Add json.ExtendedEncoder to the standard library for common types (datetime, UUID, Decimal, set)

Introduction

Python’s built-in json module is a vital tool, but it currently lacks native support for several foundational types within Python’s own standard library. Nearly every modern application relies on datetime, uuid.UUID, decimal.Decimal, and set, yet passing any of these to json.dumps() results in a TypeError.

This forces developers into a repetitive cycle of rewriting custom JSONEncoder subclasses, copying boilerplate snippets from Stack Overflow, or importing heavy external libraries just to handle basic serialization.

I propose adding an opt-in json.ExtendedEncoder to json/encoder.py. This provides a standard, “batteries-included” way to serialize these common types without introducing any backward-compatibility breaking changes to the default behavior.

The Proposed Class

import json
from datetime import datetime, date, time
from decimal import Decimal
from uuid import UUID

class ExtendedEncoder(json.JSONEncoder):
    """
    An opt-in JSONEncoder that natively handles common Python standard library 
    types like datetime, UUID, Decimal, and set.
    """
    def default(self, obj):
        if isinstance(obj, (datetime, date, time)):
            return obj.isoformat()
        if isinstance(obj, UUID):
            return str(obj)
        if isinstance(obj, Decimal):
            # Serialized as string to prevent IEEE 754 float precision loss
            return str(obj)
        if isinstance(obj, (set, frozenset)):
            try:
                return sorted(list(obj))
            except TypeError:
                # Mixed-type sets (e.g. {1, 'a'}) cannot be sorted reliably.
                # We acknowledge this fallback is imperfect; an alternative
                # would be raising TypeError with a clear message. Open to
                # discussion on which is preferable.
                return sorted(list(obj), key=str)
        return super().default(obj)

Usage Example

import json
from datetime import datetime
from decimal import Decimal
import uuid

data = {
    "transaction_id": uuid.uuid4(),
    "amount": Decimal("100.50"),
    "timestamp": datetime.now(),
    "tags": {"finance", "api"}
}

# Clean, safe, out-of-the-box serialization
json_string = json.dumps(data, cls=json.ExtendedEncoder)

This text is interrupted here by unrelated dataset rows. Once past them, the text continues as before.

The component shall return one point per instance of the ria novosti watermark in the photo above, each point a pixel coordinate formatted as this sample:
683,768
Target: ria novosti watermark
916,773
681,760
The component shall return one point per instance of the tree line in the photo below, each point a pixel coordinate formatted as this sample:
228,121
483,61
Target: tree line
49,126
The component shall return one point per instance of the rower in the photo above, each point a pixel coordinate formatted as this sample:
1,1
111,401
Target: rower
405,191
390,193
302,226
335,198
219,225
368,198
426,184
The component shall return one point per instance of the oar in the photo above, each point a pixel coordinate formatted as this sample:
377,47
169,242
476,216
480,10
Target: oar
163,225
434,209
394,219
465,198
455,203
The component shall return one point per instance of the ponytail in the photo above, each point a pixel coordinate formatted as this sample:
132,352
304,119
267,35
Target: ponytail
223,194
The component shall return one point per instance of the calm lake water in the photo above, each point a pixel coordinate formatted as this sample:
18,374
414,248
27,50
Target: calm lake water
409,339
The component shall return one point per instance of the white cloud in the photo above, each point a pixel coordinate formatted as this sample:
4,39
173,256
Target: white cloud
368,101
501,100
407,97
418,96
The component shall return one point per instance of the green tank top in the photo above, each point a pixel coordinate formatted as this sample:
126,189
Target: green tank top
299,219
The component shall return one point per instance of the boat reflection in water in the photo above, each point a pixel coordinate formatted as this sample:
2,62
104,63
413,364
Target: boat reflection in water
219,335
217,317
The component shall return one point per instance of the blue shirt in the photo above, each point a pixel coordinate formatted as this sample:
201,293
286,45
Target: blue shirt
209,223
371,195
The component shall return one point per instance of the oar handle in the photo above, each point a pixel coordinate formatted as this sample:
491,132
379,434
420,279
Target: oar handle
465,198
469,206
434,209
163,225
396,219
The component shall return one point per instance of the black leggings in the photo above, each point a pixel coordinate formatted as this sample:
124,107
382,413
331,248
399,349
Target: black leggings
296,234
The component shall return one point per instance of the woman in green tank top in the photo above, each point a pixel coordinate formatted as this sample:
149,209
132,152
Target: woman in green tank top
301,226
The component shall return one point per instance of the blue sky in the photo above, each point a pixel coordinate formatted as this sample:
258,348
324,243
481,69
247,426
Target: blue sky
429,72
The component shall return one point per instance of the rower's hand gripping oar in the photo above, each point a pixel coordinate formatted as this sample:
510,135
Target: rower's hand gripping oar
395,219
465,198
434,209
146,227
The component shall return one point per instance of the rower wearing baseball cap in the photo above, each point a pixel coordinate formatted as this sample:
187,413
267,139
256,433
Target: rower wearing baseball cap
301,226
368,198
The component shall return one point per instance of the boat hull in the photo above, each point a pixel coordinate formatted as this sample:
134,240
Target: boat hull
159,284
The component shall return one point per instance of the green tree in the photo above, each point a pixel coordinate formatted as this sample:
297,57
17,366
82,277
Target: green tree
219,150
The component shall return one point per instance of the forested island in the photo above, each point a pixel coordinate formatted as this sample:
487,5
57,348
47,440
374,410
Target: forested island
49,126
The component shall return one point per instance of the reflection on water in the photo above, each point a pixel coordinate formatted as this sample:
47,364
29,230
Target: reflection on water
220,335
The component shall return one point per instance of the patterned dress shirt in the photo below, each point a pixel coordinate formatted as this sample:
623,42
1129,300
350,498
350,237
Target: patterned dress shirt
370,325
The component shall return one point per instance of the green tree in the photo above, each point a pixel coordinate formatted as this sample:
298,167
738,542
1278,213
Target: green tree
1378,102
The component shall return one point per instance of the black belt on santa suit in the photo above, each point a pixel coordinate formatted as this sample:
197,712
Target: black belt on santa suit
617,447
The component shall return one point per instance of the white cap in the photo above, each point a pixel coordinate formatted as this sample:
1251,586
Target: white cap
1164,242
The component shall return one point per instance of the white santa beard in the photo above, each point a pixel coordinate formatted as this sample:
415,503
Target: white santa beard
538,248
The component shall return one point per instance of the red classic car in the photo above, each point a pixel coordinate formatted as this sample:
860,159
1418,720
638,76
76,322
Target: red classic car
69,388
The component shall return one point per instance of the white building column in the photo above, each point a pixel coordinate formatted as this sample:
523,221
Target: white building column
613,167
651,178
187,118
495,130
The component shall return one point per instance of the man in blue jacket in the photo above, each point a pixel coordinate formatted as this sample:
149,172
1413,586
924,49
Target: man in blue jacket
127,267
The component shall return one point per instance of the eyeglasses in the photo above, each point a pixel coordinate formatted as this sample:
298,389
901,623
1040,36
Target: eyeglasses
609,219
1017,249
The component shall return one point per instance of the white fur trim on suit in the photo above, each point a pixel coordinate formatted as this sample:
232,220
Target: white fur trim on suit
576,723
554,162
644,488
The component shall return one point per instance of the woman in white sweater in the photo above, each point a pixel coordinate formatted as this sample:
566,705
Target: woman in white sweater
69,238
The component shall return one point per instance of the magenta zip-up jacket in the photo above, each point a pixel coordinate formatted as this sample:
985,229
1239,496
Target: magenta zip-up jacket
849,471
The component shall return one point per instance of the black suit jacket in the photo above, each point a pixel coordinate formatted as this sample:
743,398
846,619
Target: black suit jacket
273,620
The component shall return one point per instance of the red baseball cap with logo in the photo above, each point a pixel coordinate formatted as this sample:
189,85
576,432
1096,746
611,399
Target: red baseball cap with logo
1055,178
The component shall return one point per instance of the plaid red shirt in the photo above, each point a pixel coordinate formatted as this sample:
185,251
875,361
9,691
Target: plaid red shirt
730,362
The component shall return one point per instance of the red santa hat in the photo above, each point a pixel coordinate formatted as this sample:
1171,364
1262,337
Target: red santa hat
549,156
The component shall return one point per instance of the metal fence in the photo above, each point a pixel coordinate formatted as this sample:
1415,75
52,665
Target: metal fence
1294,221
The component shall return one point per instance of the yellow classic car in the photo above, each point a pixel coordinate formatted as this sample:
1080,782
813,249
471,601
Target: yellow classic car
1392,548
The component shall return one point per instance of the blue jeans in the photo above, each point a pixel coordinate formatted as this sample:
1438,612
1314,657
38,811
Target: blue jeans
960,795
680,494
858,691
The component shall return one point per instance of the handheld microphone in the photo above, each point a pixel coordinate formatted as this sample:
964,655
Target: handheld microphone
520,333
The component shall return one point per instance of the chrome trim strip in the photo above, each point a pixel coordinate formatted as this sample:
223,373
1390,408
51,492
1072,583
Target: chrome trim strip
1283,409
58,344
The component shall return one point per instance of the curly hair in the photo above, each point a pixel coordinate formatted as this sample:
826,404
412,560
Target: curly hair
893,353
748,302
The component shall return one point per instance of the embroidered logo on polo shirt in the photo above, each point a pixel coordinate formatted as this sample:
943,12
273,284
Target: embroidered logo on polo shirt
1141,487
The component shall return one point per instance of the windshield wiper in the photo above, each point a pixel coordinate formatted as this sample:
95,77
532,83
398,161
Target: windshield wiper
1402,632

Why This Belongs in the Standard Library

  1. Zero Regression Risk: Because this is strictly opt-in (cls=json.ExtendedEncoder), the default behavior of json.dumps() is left entirely untouched. Performance and compatibility for existing codebases remain identical.

  2. Upstreaming Existing Ecosystem Consensus: We wouldn’t be inventing new standards. Major Python frameworks have used this exact logic for over a decade: Django’s DjangoJSONEncoder handles datetime, UUID, and Decimal; Flask/Werkzeug natively serializes datetime to ISO-8601; orjson and msgspec gained massive adoption partly by baking these exact defaults into their core engines.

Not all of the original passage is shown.